Maar nu blijkt uit het onderzoek uit Cambridge, gebaseerd op gegevens van wel 30 miljoen mensen, dat slechts de helft van de aanbevolen hoeveelheid lichaamsbeweging de kans op vroegtijdig overlijden ook al aanzienlijk vermindert.
Sterk verminderd risico
De onderzoekers voerden een meta-analyse uit van 196 bestaande onderzoeken.
Ze ontdekten dat slechts 75 minuten per week matig inspannende activiteit, zoals fietsen, dansen of stevig doorlopen, de kans op vroegtijdig overlijden met maar liefst 23 procent verminderde.

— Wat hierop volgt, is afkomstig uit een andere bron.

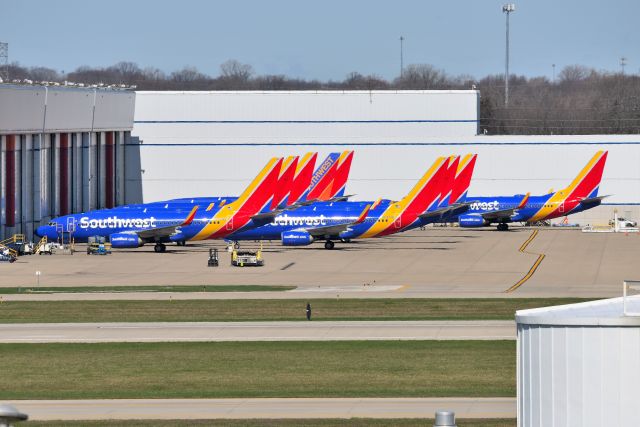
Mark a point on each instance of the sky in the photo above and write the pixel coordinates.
(324, 40)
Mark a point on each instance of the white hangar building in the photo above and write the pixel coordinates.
(213, 143)
(68, 150)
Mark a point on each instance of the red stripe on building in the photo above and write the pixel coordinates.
(64, 174)
(109, 172)
(10, 180)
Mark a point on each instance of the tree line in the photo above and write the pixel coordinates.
(580, 101)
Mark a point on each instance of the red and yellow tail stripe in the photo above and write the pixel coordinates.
(285, 180)
(236, 214)
(463, 177)
(563, 201)
(424, 194)
(302, 179)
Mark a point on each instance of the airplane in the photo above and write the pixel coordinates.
(160, 223)
(136, 227)
(580, 195)
(326, 183)
(344, 221)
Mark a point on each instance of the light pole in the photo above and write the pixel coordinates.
(401, 57)
(507, 8)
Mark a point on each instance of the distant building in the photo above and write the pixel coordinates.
(61, 151)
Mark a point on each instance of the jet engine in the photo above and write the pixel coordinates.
(296, 238)
(468, 221)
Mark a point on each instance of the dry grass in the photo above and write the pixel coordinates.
(263, 310)
(259, 369)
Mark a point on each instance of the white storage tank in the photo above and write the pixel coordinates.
(579, 364)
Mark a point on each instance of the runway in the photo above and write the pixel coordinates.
(436, 262)
(257, 331)
(265, 408)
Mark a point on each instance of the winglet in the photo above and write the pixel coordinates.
(190, 217)
(363, 215)
(524, 201)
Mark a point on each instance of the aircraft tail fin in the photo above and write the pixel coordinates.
(323, 177)
(285, 181)
(302, 179)
(445, 195)
(428, 189)
(587, 183)
(261, 190)
(463, 178)
(341, 174)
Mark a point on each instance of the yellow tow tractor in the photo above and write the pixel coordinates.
(247, 258)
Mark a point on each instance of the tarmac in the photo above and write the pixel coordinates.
(169, 409)
(435, 262)
(256, 331)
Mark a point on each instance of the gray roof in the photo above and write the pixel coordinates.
(606, 312)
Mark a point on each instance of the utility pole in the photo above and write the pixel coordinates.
(401, 57)
(4, 61)
(507, 9)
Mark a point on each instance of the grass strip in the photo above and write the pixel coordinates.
(161, 288)
(352, 422)
(268, 310)
(259, 369)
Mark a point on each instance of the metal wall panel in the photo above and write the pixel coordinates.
(22, 109)
(222, 139)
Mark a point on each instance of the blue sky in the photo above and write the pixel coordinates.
(323, 40)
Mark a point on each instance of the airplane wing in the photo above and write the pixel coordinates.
(151, 233)
(341, 198)
(505, 214)
(335, 230)
(590, 200)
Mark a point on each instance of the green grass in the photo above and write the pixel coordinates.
(161, 288)
(264, 310)
(353, 422)
(259, 369)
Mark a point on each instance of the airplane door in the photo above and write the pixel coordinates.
(398, 222)
(71, 228)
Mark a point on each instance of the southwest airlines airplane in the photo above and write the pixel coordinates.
(158, 225)
(434, 198)
(328, 182)
(580, 195)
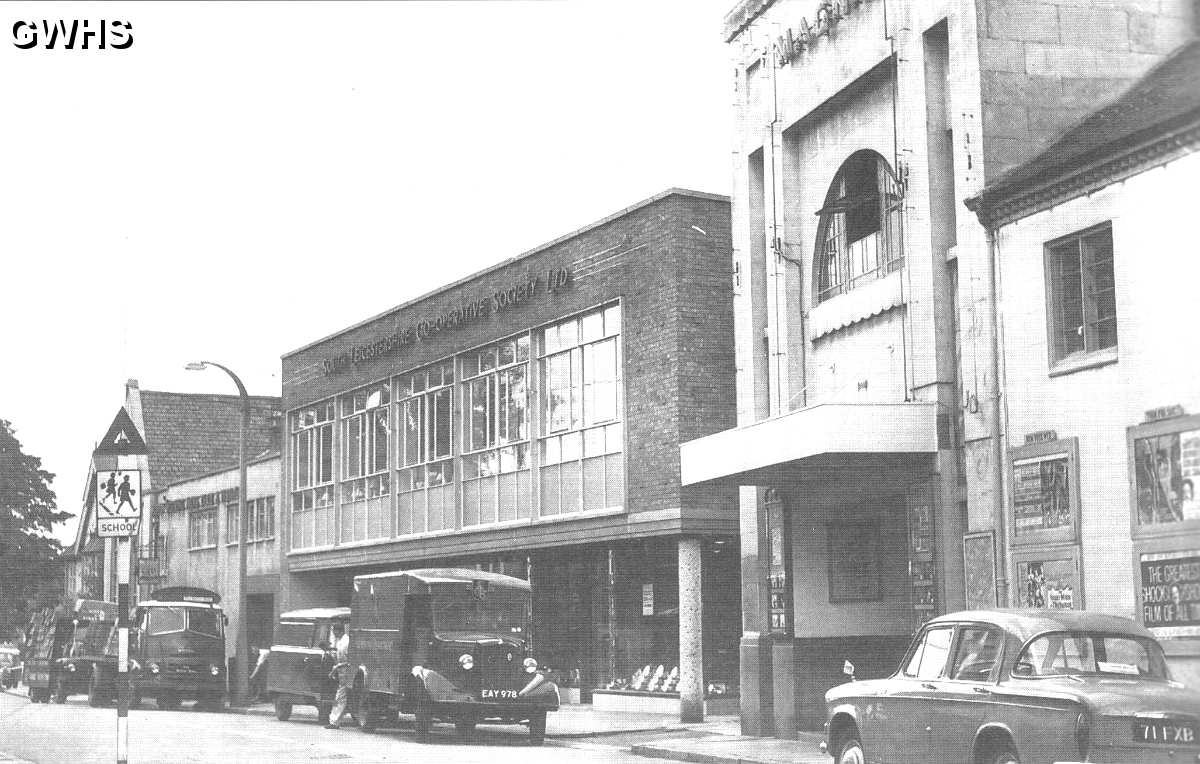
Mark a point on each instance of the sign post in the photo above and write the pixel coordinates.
(119, 515)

11 minuten bewegen per dag was ook genoeg om het risico op hart- en vaatziekten met 17 procent en dat op kanker met 7 procent terug te brengen.
‘We hebben ontdekt dat het een aanzienlijke invloed heeft op je hart en je kans op kanker als je elke dag 10 minuten beweegt,’ zegt professor James Woodcock, een van de onderzoekers.
Uit de berekeningen bleek ook dat een op de zes vroegtijdige sterfgevallen voorkomen zou zijn als alle deelnemers zeker 150 minuten per week aan matige lichaamsbeweging hadden gedaan. Daarnaast zou een op de negen gevallen van hart- en vaatziekten en een op de 20 gevallen van kanker vermeden zijn.
Als alle deelnemers 75 minuten per week hadden bewogen, zouden circa een op de 10 vroegtijdige sterfgevallen, een op de 20 gevallen van hart- en vaatziekten en een op de 30 gevallen van kanker zijn voorkomen.
De boodschap is dat het niet zo moeilijk is als veel mensen denken.
‘Een beetje actief zijn is beter dan helemaal niet actief zijn. En als je merkt dat 75 minuten beweging per week te doen is, kun je proberen het geleidelijk op te voeren tot de volledige aanbevolen hoeveelheid,’ zegt dr. Soren Brage van het onderzoeksteam.